One such, unheard of a few short years ago, is “greenwashing”, the practice of dressing up products, services or investments as being in full conformity with ESG principles – in contradiction of the underlying reality. That may be a factor, but the real issue is the difficulty in defining sustainableinvestments.
Industry experts have stressed the need for simplicity and clarity around Europe’s ESG fund labelling, as the European Commission’s Sustainable Finance Disclosure Regulation (SFDR) consultation deadline looms. billion over the past three months.
Although there is a lot of data out there, once you start digging into it, you find out its not necessarily consistent, and there are challenges cleaning it, he said, acknowledging that standard setters have a role to play by ensuring their definitions and tagging of nature-related information and data is consistent.
Efficient, reliable and trusted benchmarks can cut the cost of sustainableinvestment, as they allow passive, index-based strategies to support sustainableinvestment objectives. Passive funds, she said, account for roughly 40% of all US sustainableinvestment assets under management.
So, we definitely recognise that there are multiple facets. Obviously, you’re acting on behalf of your investors when you’re making that vote.” In part, because that tends to be a very strong driver of where the firm will continue to invest moving forward.
With various regulatory bodies globally initiating consultations on ESG ratings and data, regulation is definitely on the way. This explainer considers whether new rules will help investors to better understand what is behind ESG ratings and use them effectively to implement sustainableinvestment strategies.

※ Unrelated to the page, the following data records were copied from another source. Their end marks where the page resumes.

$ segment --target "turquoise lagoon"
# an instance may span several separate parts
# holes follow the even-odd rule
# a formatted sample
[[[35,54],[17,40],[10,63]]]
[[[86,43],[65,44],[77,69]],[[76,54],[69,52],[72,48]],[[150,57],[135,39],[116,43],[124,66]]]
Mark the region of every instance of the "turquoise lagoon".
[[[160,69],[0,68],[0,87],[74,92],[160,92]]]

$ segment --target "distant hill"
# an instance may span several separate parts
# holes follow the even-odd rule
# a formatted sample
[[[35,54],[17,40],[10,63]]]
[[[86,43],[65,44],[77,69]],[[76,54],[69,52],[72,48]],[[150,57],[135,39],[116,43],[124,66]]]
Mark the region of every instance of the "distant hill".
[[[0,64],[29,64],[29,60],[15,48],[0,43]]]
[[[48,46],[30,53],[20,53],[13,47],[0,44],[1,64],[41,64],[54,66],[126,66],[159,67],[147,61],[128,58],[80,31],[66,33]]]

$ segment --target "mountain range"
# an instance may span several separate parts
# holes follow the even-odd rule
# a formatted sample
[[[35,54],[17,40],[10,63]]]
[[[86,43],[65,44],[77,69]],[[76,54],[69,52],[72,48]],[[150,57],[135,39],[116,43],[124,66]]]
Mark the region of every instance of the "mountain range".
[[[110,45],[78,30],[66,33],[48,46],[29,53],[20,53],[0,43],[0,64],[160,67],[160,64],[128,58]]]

“Finding investible projects can be a challenge. There is sometimes a lack of projects with the scale and risk/return profile to attract institutional investment,” said Laura Kaliszewski, Global Head of Client SustainableInvestment Solutions, at Natixis Investment Management.
“Biodiversity in rural England is clearly not the same as a Brazilian biome, and [companies in each region] have vastly different potential risks and impacts,” notes Aela Cozic, SustainableInvestment Analyst and Portfolio Manager at UK-based investment manager Fidelity International.
The UK’s HM Treasury then published a roadmap to sustainableinvesting in which it confirmed that the government was considering bringing relevant firms into the scope of FCA authorisation and regulation. IOSCO regulatory recommendations. Lack of transparency about the methodologies underpinning these ratings or data products.
The climate data challenge is one of definition as well as collection. Much depends on the region the corporation operates in, as well as its data analytics capability, as to whether it can supply close-to-perfect data in a timely and available manner,” she added.
As a result, the proposed definitions for the purposes of the regulatory regime seek to cover both form and substance: An ESG rating being defined as an assessment regarding one or more ESG factors, produced in the form of an ESG opinion, an ESG score or a combination of both, whether or not it is characterised as an ESG rating.